Nous connaissons tous les émissions carbone. Les mesurer permet aux entreprises d’évaluer leur empreinte directe sur le climat et de piloter leurs stratégies de réduction, avec potentiellement à la clé des gains d’efficacité énergétique et des économies à long terme. On parle alors d’émissions générées ou induites, reflet d’un impact qu’il s’agit de limiter.
Mais cette approche, à elle seule, ne suffit plus pour appréhender l’ensemble de la contribution des acteurs économiques à la transition climatique. Une autre notion gagne en importance : celle des émissions carbone « évitées ».
C’est autour de ce concept que l’association Dividende Climat a publié en septembre 2025 son livre blanc Rethinking Climate Metrics. L’objectif : proposer de nouveaux outils pour mieux mesurer et valoriser auprès des investisseurs, les solutions qui contribuent concrètement à la décarbonation de l’économie.
Les émissions évitées offrent une lecture complémentaire aux indicateurs traditionnels. Elles ne mesurent pas ce qui est émis, mais ce qui ne le sera pas grâce au déploiement de solutions plus sobres, venant se substituer à des usages carbonés existants.

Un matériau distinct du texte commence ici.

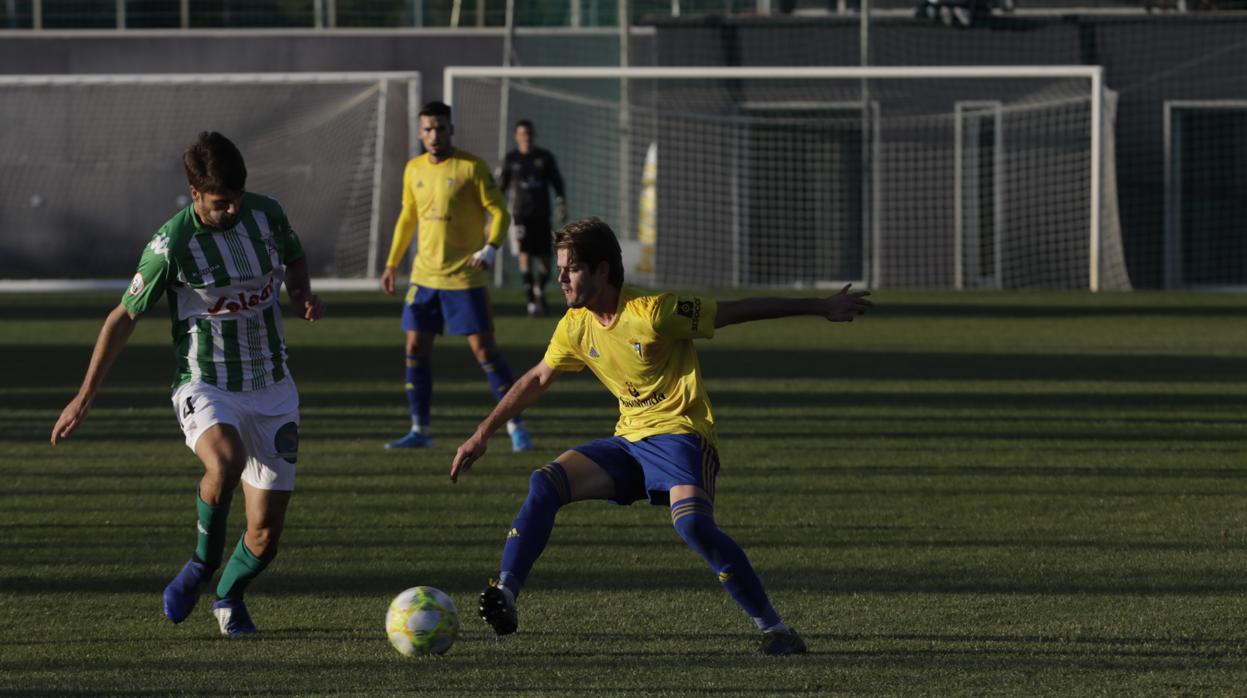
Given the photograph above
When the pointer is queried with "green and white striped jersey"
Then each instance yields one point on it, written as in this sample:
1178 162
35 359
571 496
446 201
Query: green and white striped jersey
223 288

Prenons un exemple concret : le développement du vélo électrique, et notamment du vélo cargo, dans les grandes agglomérations. Pour évaluer les émissions évitées, il convient de comparer deux scénarios. Un scénario de référence, dit « carboné », qui reflète les pratiques actuelles : des déplacements domicile–école–travail majoritairement réalisés en voiture ou en transports en commun. Et un scénario « avec solution », dans lequel une partie de ces trajets est assurée à vélo cargo électrique. La différence entre ces deux scénarios correspond aux émissions qui seraient évitées grâce à ce changement d’usage. Ce sont des scénarios, ils reposent donc sur des hypothèses qui doivent être énoncées en toute transparence afin de rendre cet indicateur pertinent et le plus comparable possible.
Ce raisonnement peut s’appliquer à de nombreux secteurs — industrie, gestion des déchets, énergie ou transports. Il permet de comparer des produits ou des services entre eux, non plus uniquement sur la base de leur empreinte carbone, mais sur leur capacité à transformer des pratiques existantes carbonées.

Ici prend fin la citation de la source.